O
final é sempre uma surpresa. Até eu fiquei surpreso com o final.
Eu
estava na cozinha preparando um sanduíche de geleia com pasta de
amendoim. Minha mãe estava tirando o pó do alto da moldura das
janelas, pó que você nunca vê, a menos que suba numa escada e
olhe, que é o que ela estava fazendo. Eu me lembro de estar pensando
que vida triste e horrível ela devia ter, para desperdiçar até
mesmo um segundo limpando aquelas molduras, quando meu pai entrou.
Eram umas quatro horas da tarde, o que era estranho porque eu não me
lembrava da última vez que o tinha visto ainda com o sol brilhando,
e ao olhar para ele naquela claridade, entendi por quê: ele não
parecia bem. Na verdade, ele estava com uma aparência péssima. Ele
largou alguma coisa em cima da mesa de jantar e entrou na cozinha,
seus sapatos de sola de couro batendo no chão recém-encerado. Minha
mãe escutou, e quando ele entrou na cozinha ela desceu da escada e
largou o pano que estava usando na bancada, ao lado da cesta de pão,
e se virou para olhá-lo com um olhar que eu só pude caracterizar
como sendo de desespero. Sabia o que ele estava prestes a contar a
ela, a nós. Ela sabia por que ele estava fazendo testes e biópsias,
cuja natureza eles acharam melhor esconder de mim até terem certeza,
e naquele dia tiveram certeza. Era por isso que ela estava limpando o
alto das janelas, porque aquele era o dia em que saberiam e ela não
queria pensar naquilo, não queria ficar ali sentada pensando no que
poderia saber naquele dia.
E
soube.
— Está
em toda parte — ele disse.
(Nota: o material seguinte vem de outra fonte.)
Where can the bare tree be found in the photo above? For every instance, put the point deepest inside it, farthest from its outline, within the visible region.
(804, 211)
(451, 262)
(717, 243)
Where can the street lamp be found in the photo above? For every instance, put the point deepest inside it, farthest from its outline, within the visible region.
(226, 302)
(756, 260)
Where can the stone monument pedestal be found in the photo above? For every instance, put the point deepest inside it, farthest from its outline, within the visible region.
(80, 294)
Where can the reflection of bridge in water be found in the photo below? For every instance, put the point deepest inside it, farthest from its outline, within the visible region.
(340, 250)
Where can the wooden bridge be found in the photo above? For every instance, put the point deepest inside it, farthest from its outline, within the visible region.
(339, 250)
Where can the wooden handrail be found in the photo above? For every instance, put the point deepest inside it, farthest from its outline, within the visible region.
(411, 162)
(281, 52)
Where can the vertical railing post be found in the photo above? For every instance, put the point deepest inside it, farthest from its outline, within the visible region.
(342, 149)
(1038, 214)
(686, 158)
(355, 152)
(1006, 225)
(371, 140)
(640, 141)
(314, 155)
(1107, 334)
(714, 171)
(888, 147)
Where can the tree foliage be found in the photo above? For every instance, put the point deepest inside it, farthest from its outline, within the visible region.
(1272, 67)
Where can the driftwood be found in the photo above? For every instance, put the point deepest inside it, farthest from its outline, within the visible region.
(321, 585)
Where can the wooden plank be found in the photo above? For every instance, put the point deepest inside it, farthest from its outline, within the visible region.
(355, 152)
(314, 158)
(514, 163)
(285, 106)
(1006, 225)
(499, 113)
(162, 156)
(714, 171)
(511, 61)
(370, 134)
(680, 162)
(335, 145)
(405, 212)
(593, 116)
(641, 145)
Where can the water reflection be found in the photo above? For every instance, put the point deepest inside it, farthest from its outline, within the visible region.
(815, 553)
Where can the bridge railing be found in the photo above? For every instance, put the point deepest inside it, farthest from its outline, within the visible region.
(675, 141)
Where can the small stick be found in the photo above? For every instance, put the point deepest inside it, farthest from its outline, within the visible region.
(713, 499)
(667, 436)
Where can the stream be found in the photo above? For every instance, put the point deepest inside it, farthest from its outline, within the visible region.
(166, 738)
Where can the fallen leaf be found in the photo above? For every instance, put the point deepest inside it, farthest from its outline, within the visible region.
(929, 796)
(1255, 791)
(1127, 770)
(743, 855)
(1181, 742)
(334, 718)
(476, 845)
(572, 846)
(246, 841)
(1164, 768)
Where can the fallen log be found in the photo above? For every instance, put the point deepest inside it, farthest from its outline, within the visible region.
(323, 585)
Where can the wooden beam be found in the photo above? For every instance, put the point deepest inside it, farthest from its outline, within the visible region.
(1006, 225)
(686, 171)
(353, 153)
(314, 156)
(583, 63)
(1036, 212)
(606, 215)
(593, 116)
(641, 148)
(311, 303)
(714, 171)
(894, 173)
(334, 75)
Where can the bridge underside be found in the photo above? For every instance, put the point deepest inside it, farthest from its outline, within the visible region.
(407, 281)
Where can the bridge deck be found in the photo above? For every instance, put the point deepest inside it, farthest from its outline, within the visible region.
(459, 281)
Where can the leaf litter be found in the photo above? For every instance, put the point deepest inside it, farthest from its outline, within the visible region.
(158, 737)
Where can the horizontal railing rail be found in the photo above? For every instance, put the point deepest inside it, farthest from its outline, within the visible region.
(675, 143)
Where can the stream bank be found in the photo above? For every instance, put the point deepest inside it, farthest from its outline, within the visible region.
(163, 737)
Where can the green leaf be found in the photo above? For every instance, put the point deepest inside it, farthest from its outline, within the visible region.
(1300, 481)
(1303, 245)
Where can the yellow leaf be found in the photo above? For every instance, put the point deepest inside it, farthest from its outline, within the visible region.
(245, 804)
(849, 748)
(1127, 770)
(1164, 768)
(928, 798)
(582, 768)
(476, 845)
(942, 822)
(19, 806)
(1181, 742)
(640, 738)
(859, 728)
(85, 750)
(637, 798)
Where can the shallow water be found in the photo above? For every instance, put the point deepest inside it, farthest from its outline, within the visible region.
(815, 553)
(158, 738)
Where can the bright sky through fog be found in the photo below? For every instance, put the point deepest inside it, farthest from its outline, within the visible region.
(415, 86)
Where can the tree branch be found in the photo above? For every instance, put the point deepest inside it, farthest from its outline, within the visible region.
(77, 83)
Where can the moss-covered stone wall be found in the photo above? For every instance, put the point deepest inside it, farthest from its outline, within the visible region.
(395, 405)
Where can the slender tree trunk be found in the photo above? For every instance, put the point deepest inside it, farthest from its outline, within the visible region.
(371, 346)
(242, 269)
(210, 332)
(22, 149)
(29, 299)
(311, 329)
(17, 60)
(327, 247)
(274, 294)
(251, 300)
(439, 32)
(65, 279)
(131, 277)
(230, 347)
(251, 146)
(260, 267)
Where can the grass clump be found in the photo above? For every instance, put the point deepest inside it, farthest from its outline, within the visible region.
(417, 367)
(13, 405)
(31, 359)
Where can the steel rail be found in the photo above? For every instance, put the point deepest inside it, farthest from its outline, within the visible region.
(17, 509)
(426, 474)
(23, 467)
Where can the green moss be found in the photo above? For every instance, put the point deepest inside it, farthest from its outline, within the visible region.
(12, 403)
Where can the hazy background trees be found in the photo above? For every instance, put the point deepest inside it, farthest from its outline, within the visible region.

Foi assim. Está em toda parte,
ele disse, e se virou para sair. Minha mãe foi atrás dele,
deixando-me ali imaginando o que, além de Deus, estaria em toda
parte, e por que aquilo perturbava tanto meus pais. Mas não tive que
imaginar por muito tempo.
Calculei
o que era antes que eles me contassem.
Entretanto,
ele não morreu. Ainda não. Em vez de morrer, ele se tornou um
nadador. Havia anos que tínhamos uma piscina, mas ele nunca ligou
para ela. Agora que estava o tempo todo em casa e precisava fazer
exercício, agarrou-se à piscina como se tivesse nascido na água,
como se fosse seu elemento natural. E ele era lindo de ver.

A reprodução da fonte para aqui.